COSTUME DETAILS FOR WRITERS–1940s MEN

Men’s clothes seem to always be the same, at least in the past 100 years, you say. Well, I agree, up to a point. Suits can only have so many variations, of course. But the details are what make the suit. Variations of the details put the suit into or out of style. And, the 1940s, especially the later half of the decade, brought out a new concept: casual dress as a new style for adult men, not just teens and the university crowd.

In the 1930s, the style seemed to be “big”. During the war years, restrictions on fabric use meant that the men who stayed home had to do with more basic styling. Pockets on jackets could not have flaps. Trouser pants could have a maximum of 19” circumference at the ankle, and no cuffs. Suits without vests became the norm, being seen as “wasteful”. Cuffs being so popular, some men got creative, bought pants that were too long then brought them home to have a tailor cuff them. Emulating the ideal soldier, the men on the home front wore suits cut to make them look more muscular, masculine. Wearing older style suits was a badge of patriotism, saving the cloth for “our soldiers”.

In England, the restrictions were even harsher. No pleated back jackets or half belts, no raglan sleeves and no metal zippers or buttons.

For decades, men had worn suits for everything, from office to picnics. The suits tended to be made of thick wool, worsted wool or tweed. With the war, the wool was mixed with rayon to save more wool for the uniforms. It probably was a more comfortable suit. Winter colors were conservative: black, navy, grey, dark brown, tan, medium blue. Summer colors were lighter versions. Tweeds, herringbones, checks, plaids and wide chalk stripes were available.

Double breasted jackets were restricted during the war, so the new style suit coat was single breasted, only, for a few years. The war-time styling called for jackets to be tapered at the waist, with well-padded shoulders. Together with the wide notch or peaked lapels, it gave the illusion of a big man. When the double-breasted look came back, the men looked very big, indeed!

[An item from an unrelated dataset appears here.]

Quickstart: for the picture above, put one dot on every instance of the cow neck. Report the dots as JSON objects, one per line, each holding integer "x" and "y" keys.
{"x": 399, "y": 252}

The suit trousers had either a flat or single pleat at the front. The waist fit high, with a 3” band. Suspenders were still de rigor, but, as the war ended and leather became more available, the pants became more fitted at the waist and belts with metal buckles became more popular.

Dress shirts now came with attached collars sporting large pointed tips. Shirts were one of the few colorful parts of a man’s dress. They appeared, mostly in cotton, in blue, white, tan, yellow, green and grey solids. Thin stripes and pin dots were also seen. They were shorter than today’s dress shirt lengths, due to the high waist, and were designed to be tucked in.

Neckties were shorter, also, designed to end 2” above the high waist. They tended to be very artsy and themed. Made of silk, rayon or wool, the long ties were as creative as the socks, with argyle, stripes and pictures. Bow ties were out for all but the older men. Pocket squares were a must, now. They could be white or colorful, but not for practical use.